帰り路


“Com’è andata oggi a scuola?”

学校から家まで、車で20分。朝は寝ぼけて目を閉じていることが多い息子だが、「今日はどうだった?」放課後の車の中、そう聞くと、帰り路では笑顔で色々語ってくれる。もうここ数年来、彼の宿題を見ることもない。ノートを覗くこともない。学校の面談にも行かない。でもこの20分の間、車の中で、勉強について行けているのか、友達とうまくやっているのか、はだいたい分かる。
この日は心理学の授業で、「好きな植物を選んで、それを自分に見立てて詩を書きなさい」と言う題があったという。一番多く選ばれたのはオリーブの木。さすがイタリアだ。変わりどころではマグノリア、なんていうのもあったそうだ。  
「へえ。で、Rikiは何を選んだの?」
「僕はね、Salice Piangente」
「お!」
Salice Piangente -しだれ柳 – は、Rikiの木である。今の家へ引っ越してきた時、子供たちそれぞれに好きな木を選ばせて植樹をした。Keiは桜の木、Mahoにはりんごの木、そしてRikiが選んだのがしだれ柳だったのである。Salice Piangenteというイタリア語を直訳すると、「泣く柳」という意味になる。
「それで、どんな詩を書いたの?」
「えっとね…
Il Salice si nasconde dietro i suoi lunghi rami, senza mostrare ciò che c’è dietro.
Fuori mantiene le foglie verdi e non rivela lo sforzo per superare l’inverno.
Proprio come lui, spesso nascondo le mie emozioni e, anche nei periodi più difficili, provo a rimanere “verde”.
Ma il Salice, se lo guardi bene, piange.
柳は、その長い枝の影に隠れる。
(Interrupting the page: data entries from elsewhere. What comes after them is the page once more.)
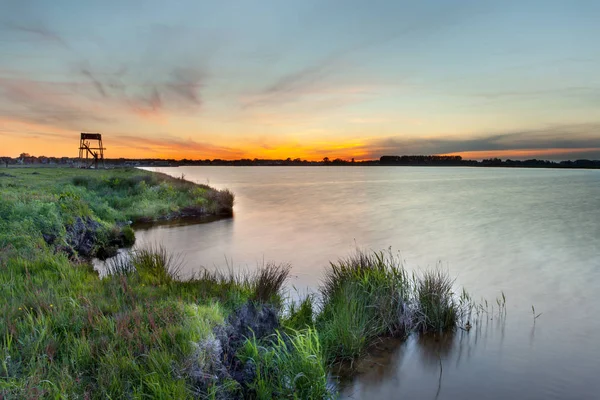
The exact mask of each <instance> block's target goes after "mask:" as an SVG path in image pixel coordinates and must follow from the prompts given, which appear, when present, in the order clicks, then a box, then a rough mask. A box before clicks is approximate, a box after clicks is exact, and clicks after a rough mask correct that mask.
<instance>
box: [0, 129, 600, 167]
mask: <svg viewBox="0 0 600 400" xmlns="http://www.w3.org/2000/svg"><path fill="white" fill-rule="evenodd" d="M104 139H105V140H104V142H105V145H106V147H107V148H108V150H107V151H106V153H105V156H106V157H107V158H132V159H135V158H138V159H140V158H154V159H160V158H162V159H175V160H181V159H191V160H199V159H202V160H204V159H217V158H218V159H223V160H237V159H254V158H259V159H287V158H291V159H296V158H300V159H302V160H308V161H320V160H322V159H323V158H324V157H328V158H329V159H330V160H334V159H336V158H341V159H343V160H351V159H352V158H354V159H355V160H356V161H364V160H369V159H378V158H379V157H380V156H381V155H405V154H391V153H392V152H390V151H389V150H386V149H385V148H379V147H376V146H372V145H371V143H370V142H369V141H368V140H357V139H352V140H347V141H339V142H338V141H333V140H331V139H330V140H328V141H322V140H321V141H320V140H314V141H307V142H305V143H300V142H298V141H297V140H282V141H280V142H276V143H270V142H269V143H264V144H263V143H257V142H249V141H245V142H244V141H243V140H240V141H239V142H238V143H236V142H235V141H230V142H227V143H226V144H220V143H211V142H208V143H201V142H196V141H195V140H193V139H191V138H187V139H186V138H182V137H178V136H161V137H156V136H150V135H140V136H137V135H119V134H111V133H106V134H104ZM78 141H79V132H73V131H72V130H70V129H61V128H56V127H53V126H46V125H43V124H37V123H31V122H23V121H19V120H15V119H9V118H4V119H0V156H9V157H18V156H19V154H21V153H30V154H32V155H36V156H42V155H43V156H47V157H63V156H68V157H75V156H76V155H77V146H78ZM229 146H231V147H229ZM598 151H600V148H539V149H515V150H481V151H463V152H452V153H444V154H442V155H460V156H461V157H463V159H485V158H501V159H525V158H541V159H543V158H545V157H549V156H553V157H557V156H564V158H565V159H568V158H571V159H573V158H577V155H578V154H581V153H586V152H598ZM406 155H412V154H406Z"/></svg>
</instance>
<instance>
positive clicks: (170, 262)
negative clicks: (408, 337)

本当の自分を見せずに
表では緑の葉を保ち、冬を超すための努力を呈することはない
まさにその柳のように、僕も自分の心内を人には知らせない そして、どんなに辛い時でも「緑」であろうとする
だけど柳の木だって、よく見れば、泣いているんだ
「ふぅん、とてもいいね!」
ちょっと短いな、とは思ったけれど、心から良いと思った。そうコメントすると嬉しそうに笑った。
いつもニコニコ笑顔の君だけれど、もちろん泣きたいことも、泣くこともたくさんあるに違いない。親の僕は、君のすべてを把握しているつもりで、そして僕の前では全てをさらけ出して良いんだよ、という態度で接しているけれど、まさにその”泣く柳”のように、辛く悩める時、僕の前でも緑であろうとするのかもしれない。
冬を前に、庭で寂しそうに揺れる柳の木を見ながら、Rikiの詩を読み直した。